Posted: August 30, 2010 5:00 p.m.
Updated: August 30, 2010 5:00 p.m.
 

College of the Canyons has been awarded a four-year grant totaling $3 million from the National Science Foundation.

The grant establishes the California Regional Consortium for Engineering Advances in Technical Education Renewable Energy Regional Center, and will create and expand courses and workforce training programs to help address the high demand for renewable energy technicians throughout the state.

The bulk of the grant money will be used to create new curriculum, purchase supplies and equipment, hire new instructors and/or train current faculty, perform outreach in local junior high and high school classrooms and introduce renewable energy curriculum examples to local teachers.

Funding will also go toward developing renewable energy programs and workforce training at the consortium's partner colleges, which include Cuesta, Cerro Coso, Allen Hancock, Santa Barbara City, L.A. Pierce, Moorpark, Oxnard, Merced, and Porterville community colleges; California State Universities in Los Angeles, Fresno, and Channel Islands; and University of California, Davis.

"We are very enthusiastic about taking on this leadership role, as the grant will create unique opportunities for students throughout the state," COC Chancellor Dr. Dianne Van Hook said. "With the funding, we can move forward in equipping students with the skills and education needed to secure well-paying positions. That, of course, will lead to significant positive economic impacts in those communities where our partner institutions are located."
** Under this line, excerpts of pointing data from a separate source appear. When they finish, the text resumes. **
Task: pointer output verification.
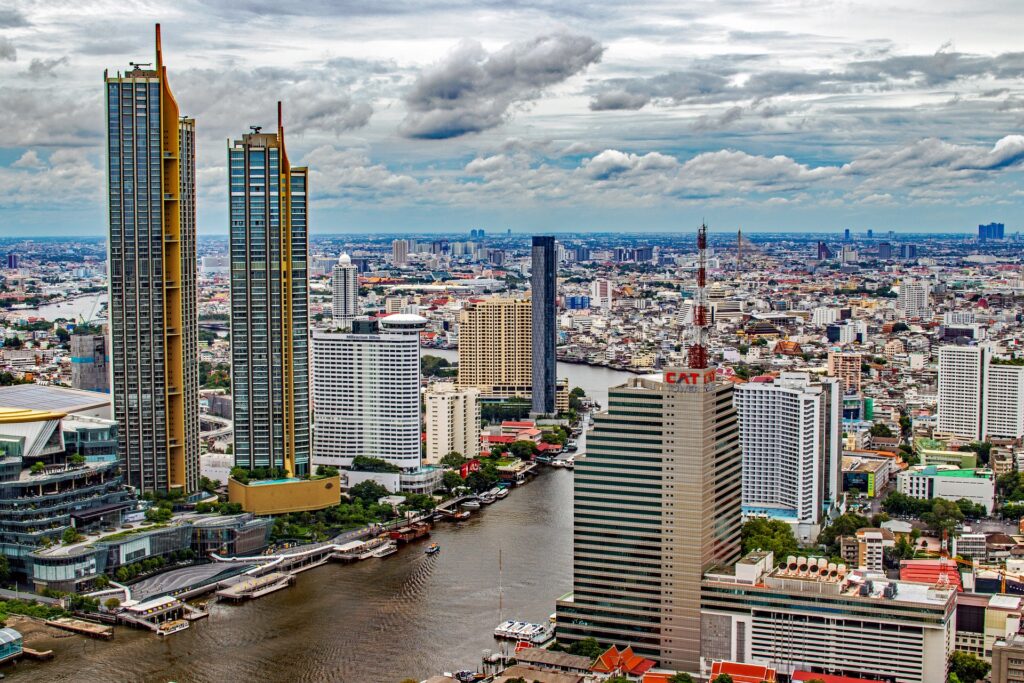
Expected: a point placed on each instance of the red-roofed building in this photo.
(742, 673)
(799, 676)
(931, 572)
(626, 662)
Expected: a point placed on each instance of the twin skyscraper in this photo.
(153, 309)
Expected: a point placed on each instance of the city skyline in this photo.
(586, 119)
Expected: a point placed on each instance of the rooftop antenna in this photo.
(696, 354)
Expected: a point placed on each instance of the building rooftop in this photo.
(61, 399)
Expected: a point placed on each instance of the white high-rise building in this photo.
(912, 299)
(600, 294)
(367, 392)
(399, 252)
(1004, 400)
(453, 421)
(962, 375)
(345, 292)
(790, 436)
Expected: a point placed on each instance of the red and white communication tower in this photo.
(696, 354)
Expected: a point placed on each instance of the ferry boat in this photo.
(167, 628)
(389, 548)
(411, 532)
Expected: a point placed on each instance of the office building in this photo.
(656, 503)
(367, 392)
(544, 286)
(152, 241)
(1004, 400)
(269, 303)
(930, 481)
(847, 368)
(345, 292)
(790, 437)
(991, 231)
(601, 294)
(962, 376)
(453, 417)
(399, 252)
(912, 300)
(90, 363)
(496, 352)
(813, 614)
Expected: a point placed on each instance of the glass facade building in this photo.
(154, 327)
(269, 304)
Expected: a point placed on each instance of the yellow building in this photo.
(278, 497)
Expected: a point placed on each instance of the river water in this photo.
(595, 380)
(374, 622)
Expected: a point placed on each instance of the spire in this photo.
(696, 354)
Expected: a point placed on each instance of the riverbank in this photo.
(371, 622)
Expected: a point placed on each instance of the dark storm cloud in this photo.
(472, 90)
(715, 82)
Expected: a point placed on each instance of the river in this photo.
(84, 307)
(595, 380)
(374, 622)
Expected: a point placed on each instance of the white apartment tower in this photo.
(399, 252)
(600, 294)
(367, 392)
(453, 421)
(912, 299)
(962, 379)
(345, 292)
(790, 436)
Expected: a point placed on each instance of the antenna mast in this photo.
(696, 354)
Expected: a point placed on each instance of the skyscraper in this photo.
(656, 503)
(790, 435)
(544, 283)
(495, 349)
(345, 292)
(367, 392)
(269, 303)
(152, 241)
(913, 298)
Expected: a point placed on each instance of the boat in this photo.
(411, 532)
(167, 628)
(389, 548)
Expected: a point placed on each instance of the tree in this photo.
(368, 492)
(523, 449)
(772, 535)
(968, 668)
(454, 459)
(588, 647)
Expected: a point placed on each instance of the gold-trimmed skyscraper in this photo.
(151, 166)
(269, 303)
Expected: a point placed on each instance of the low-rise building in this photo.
(813, 614)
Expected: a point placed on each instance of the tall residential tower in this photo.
(151, 165)
(544, 279)
(269, 303)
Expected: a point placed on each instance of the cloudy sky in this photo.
(544, 115)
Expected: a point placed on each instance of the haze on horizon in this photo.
(541, 116)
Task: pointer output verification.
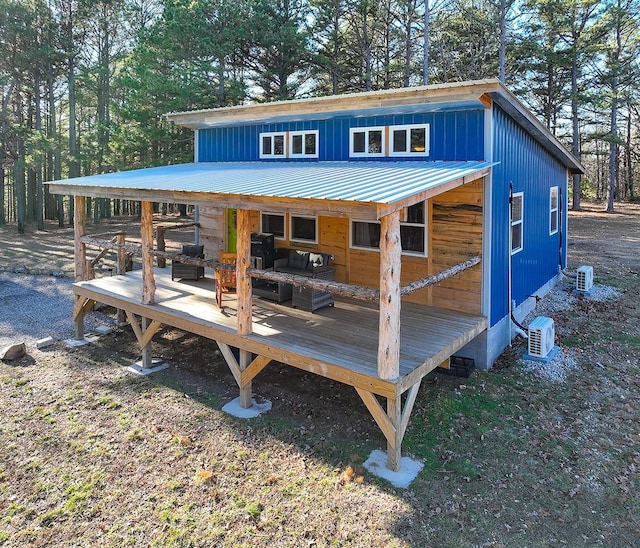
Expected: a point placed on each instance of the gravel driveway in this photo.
(35, 307)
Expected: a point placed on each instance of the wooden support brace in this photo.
(82, 306)
(80, 309)
(393, 422)
(243, 377)
(144, 333)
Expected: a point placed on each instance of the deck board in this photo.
(338, 342)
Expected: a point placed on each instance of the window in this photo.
(272, 145)
(366, 141)
(553, 210)
(303, 144)
(413, 232)
(273, 223)
(410, 140)
(517, 214)
(304, 229)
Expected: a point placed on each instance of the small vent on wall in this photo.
(542, 334)
(584, 279)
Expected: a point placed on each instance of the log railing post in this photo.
(146, 233)
(161, 245)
College of the Canyons developed the engineering advances consortium in 1996 as a way to develop a regional approach to workforce preparation and training and meet emerging industry needs related to advances in high demand engineering technology fields.

Colleges involved with the consortium serve as demonstration sites for regional technical workshops that pilot-test new curriculum, delivery systems and professional development programs in the area of technical teacher training.

Most recently the center fulfilled the objectives of a grant which provided funding for the development of a variety of both Information Technology and Manufacturing Technology-related courses and programs.

Funded by the foundation's Advanced Technological Education program -- designed to strengthen the preparation of technicians for the high performance workplace of advanced technicians -- the Renewable Energy Center at College of the Canyons is one of just 36 ATE centers of excellence in the nation.

"The NSF Advanced Technological Education program wants to fund innovative projects that meet emerging technical needs in a region." said Kathy Alfano, COC faculty member and director of the CREATE Center. "College of the Canyons has a proven track record of working with industry to help colleges in the region create the kind of technical curricula that will produce successful employees for emerging workforce needs.

"Our goal is to make sure the curricula of all our consortium colleges meet industry needs, and give our students the best preparation possible, so they are well qualified for the emerging renewable careers in our region," Alfano said.

Through the consortium, College of the Canyons can now begin a wide scale assessment of the renewable energy curricula available at partner colleges, in order to better align those courses, programs and training methods with both the current economic climate and the identified needs of industry partners and employers throughout the region.

"With that assessment the college will be able to play a larger role in determining what curriculum areas most need to be strengthened, and in what areas of the region new renewable energy programs would prove to be most beneficial," Alfano said. "The college does not want to get into a particular field, or develop a program in a geographic area, where there is no demand."

Another area the consortium will explore is training for the growth of non-technical positions associated with sales, clerical, leadership and other office jobs related to the renewable energy industry.

"An education in renewable energy can be beneficial on several levels," Alfano said. "The National Science Foundation's belief in our consortium will help not only our students, but also, more generally, the economic development of our communities."